Frost declared. "Hired with the fervent hope that someone at Favorite River Academy should be able to teach those boys Shakespeare."

"Yes," Richard said, surprised that the public librarian would know the details of the private school's mission in hiring him--not only to teach English but to get the boys to read and understand Shakespeare. I was marginally more surprised than Richard; while I'd heard him tell my grandfather about his interest in Shakespeare, this was the first I'd heard of his Shakespearean mission. It seemed that Richard Abbott had been hired to beat the boys silly with Shakespeare!

"Well, good luck," Miss Frost told him. "I'll believe it when I see it," she added, smiling at me. "And are you going to put on any of Shakespeare's plays?" she asked Richard.

"I believe that's the only way to make the boys read and understand Shakespeare," Richard told her. "They've got to see the plays performed--better yet, they've got to perform them."

"All those boys, playing girls and women," Miss Frost speculated, shaking her head. "Talk about 'willing suspension of disbelief,' and all the other stuff that Coleridge said," Miss Frost remarked, still smiling at me. (I normally disliked it when someone ruffled my hair, but when Miss Frost did it, I just beamed back at her.) "That was Coleridge, wasn't it?" she asked Richard.
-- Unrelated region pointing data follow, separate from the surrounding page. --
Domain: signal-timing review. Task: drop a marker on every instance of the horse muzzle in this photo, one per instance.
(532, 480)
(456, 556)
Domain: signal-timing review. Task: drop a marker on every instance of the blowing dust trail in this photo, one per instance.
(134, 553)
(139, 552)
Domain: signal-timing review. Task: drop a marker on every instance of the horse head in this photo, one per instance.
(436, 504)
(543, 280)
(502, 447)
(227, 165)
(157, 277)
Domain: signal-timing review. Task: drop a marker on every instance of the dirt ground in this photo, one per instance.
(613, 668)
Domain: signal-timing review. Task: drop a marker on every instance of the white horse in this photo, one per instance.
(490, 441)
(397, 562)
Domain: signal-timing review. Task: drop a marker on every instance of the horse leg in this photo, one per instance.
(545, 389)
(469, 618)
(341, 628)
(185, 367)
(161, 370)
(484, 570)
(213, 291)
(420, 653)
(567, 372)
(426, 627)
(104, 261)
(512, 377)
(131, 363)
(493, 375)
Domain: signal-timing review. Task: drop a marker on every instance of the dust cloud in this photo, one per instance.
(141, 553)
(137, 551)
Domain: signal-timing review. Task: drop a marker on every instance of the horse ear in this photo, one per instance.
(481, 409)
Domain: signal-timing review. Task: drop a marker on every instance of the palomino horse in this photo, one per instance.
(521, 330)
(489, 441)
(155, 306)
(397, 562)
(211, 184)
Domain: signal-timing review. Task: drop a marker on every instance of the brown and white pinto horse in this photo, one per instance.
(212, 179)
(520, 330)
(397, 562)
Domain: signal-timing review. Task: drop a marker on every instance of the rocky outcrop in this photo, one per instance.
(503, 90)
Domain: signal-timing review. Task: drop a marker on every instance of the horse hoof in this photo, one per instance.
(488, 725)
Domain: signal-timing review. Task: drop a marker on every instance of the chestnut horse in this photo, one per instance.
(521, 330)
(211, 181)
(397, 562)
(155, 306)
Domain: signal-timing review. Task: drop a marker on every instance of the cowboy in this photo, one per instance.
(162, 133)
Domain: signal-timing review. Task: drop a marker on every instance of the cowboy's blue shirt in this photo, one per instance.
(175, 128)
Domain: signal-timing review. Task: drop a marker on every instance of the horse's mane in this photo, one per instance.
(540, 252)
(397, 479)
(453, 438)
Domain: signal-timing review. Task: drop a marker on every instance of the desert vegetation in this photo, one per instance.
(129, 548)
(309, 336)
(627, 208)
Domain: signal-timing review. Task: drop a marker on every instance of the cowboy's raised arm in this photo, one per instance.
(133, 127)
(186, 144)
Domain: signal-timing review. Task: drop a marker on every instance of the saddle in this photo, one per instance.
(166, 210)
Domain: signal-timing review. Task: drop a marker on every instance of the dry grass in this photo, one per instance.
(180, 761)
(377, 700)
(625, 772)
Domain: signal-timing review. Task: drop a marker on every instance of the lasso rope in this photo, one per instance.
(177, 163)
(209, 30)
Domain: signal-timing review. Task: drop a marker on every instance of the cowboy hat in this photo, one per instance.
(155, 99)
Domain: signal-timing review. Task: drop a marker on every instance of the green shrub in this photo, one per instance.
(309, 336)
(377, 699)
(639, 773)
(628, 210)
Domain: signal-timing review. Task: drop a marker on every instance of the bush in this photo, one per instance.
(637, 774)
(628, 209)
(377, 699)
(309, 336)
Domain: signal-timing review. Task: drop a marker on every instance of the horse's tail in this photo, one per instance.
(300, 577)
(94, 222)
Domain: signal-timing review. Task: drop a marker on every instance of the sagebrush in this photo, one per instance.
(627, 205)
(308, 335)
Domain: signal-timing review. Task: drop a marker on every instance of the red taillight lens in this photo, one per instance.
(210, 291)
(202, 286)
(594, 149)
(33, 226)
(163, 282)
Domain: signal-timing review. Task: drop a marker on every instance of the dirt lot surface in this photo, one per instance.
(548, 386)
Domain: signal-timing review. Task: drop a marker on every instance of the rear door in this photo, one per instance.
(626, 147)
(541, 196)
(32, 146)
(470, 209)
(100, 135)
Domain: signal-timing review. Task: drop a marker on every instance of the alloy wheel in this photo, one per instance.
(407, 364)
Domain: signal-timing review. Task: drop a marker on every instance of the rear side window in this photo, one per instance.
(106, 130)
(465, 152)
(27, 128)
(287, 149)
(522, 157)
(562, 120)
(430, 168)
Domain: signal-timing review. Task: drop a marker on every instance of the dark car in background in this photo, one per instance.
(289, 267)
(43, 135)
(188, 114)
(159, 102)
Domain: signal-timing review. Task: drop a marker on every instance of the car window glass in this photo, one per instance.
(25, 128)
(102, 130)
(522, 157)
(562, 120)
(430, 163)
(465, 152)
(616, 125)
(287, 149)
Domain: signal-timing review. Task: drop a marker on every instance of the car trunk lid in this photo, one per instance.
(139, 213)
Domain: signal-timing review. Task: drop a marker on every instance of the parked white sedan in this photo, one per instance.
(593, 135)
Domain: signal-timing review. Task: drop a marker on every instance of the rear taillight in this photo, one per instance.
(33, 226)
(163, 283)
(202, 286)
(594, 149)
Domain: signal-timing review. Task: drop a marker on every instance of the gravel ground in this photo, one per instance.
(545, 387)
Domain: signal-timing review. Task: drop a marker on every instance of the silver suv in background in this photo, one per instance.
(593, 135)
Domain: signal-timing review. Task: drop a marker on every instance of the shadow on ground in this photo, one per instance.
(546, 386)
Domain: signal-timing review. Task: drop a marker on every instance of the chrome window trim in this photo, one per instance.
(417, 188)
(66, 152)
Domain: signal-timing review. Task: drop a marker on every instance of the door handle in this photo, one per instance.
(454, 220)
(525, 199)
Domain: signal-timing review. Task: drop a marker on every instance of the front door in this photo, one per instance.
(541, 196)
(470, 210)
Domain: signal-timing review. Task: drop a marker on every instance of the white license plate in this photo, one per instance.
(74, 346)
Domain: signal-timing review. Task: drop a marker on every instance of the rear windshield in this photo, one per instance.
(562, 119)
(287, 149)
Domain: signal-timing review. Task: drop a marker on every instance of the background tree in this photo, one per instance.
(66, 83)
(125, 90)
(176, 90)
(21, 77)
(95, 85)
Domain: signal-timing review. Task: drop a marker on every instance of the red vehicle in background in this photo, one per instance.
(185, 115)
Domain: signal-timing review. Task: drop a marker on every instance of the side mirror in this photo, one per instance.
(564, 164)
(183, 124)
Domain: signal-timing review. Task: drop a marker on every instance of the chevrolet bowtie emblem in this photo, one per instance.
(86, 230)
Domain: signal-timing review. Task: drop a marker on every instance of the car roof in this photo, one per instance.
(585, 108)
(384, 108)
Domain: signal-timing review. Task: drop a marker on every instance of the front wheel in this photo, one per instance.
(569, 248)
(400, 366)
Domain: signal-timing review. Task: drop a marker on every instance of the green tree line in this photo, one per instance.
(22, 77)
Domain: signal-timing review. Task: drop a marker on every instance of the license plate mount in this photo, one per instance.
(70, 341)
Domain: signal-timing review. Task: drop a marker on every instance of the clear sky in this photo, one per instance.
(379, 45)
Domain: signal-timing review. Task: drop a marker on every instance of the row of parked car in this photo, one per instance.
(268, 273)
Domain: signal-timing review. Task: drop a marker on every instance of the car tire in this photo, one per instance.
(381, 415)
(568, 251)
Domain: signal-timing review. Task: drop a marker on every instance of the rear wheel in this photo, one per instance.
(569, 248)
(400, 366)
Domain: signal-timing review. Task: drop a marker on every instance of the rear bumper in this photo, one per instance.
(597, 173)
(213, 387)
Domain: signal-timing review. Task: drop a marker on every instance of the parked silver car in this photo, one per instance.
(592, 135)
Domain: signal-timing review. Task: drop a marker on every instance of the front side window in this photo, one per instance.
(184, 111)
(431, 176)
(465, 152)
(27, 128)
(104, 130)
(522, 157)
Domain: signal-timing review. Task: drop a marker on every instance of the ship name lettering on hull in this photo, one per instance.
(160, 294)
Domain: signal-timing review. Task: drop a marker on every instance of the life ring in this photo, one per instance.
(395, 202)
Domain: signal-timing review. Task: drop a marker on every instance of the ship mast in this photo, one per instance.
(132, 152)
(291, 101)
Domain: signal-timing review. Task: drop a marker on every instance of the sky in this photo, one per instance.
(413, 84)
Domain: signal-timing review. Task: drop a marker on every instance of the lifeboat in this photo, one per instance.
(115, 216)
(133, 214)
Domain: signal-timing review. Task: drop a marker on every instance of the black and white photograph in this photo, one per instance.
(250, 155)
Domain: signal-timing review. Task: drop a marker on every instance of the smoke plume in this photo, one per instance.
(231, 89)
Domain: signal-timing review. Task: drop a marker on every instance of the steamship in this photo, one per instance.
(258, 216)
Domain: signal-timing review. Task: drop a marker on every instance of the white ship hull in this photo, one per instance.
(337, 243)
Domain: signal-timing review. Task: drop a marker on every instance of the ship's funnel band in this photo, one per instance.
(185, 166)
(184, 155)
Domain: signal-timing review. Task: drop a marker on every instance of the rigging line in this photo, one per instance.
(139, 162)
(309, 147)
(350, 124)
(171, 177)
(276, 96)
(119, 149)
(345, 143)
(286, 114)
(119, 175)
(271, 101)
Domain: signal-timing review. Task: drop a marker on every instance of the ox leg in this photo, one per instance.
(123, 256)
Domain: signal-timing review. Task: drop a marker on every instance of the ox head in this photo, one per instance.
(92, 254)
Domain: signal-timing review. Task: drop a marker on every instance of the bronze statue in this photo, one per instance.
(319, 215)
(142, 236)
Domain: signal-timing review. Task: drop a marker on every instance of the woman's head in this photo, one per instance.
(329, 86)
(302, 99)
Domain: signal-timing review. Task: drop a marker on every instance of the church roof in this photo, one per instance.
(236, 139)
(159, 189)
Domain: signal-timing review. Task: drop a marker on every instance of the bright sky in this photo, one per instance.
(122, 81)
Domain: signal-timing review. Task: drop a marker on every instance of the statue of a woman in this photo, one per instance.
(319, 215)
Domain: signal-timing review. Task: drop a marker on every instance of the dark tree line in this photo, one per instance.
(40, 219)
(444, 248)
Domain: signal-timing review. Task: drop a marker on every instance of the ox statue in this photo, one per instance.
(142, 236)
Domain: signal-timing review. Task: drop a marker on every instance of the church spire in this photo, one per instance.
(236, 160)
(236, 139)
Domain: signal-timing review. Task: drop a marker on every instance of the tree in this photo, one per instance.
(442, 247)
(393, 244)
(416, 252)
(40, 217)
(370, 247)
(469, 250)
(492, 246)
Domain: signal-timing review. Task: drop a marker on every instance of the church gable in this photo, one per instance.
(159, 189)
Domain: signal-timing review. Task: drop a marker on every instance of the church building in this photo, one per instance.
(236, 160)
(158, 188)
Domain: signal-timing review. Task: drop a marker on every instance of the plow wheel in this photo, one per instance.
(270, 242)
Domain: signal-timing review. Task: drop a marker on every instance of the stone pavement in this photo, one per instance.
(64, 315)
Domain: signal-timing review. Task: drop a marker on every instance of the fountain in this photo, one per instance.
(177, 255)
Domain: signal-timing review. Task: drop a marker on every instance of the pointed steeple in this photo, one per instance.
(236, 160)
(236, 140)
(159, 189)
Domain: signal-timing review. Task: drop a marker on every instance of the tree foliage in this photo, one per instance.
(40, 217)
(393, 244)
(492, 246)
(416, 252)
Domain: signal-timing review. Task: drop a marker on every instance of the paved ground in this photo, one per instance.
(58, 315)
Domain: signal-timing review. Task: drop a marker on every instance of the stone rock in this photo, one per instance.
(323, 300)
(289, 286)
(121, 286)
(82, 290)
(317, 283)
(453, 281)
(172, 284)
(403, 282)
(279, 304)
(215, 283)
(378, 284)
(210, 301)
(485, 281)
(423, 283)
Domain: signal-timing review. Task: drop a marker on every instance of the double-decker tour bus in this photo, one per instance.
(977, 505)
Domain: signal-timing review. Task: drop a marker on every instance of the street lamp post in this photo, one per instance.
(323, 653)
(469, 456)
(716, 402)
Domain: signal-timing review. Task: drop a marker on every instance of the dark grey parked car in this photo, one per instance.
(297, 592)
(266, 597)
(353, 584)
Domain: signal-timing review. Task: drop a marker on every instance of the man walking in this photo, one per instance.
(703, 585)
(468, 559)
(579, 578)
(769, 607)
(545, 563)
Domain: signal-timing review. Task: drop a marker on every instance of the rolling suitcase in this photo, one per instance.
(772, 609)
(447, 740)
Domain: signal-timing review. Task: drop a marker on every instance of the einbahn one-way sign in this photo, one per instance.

"Yes, it was," he said. He was quite taken with her, I could tell, and if he hadn't so recently fallen in love with my mother--well, who knows? Miss Frost was a knockout, in my unseasoned opinion. Not the hand that ruffled my hair, but her other hand now rested on the table next to Richard Abbott's hands; yet, when Miss Frost saw me looking at their hands, she took her hand off the table. I felt her fingers lightly touch my shoulder.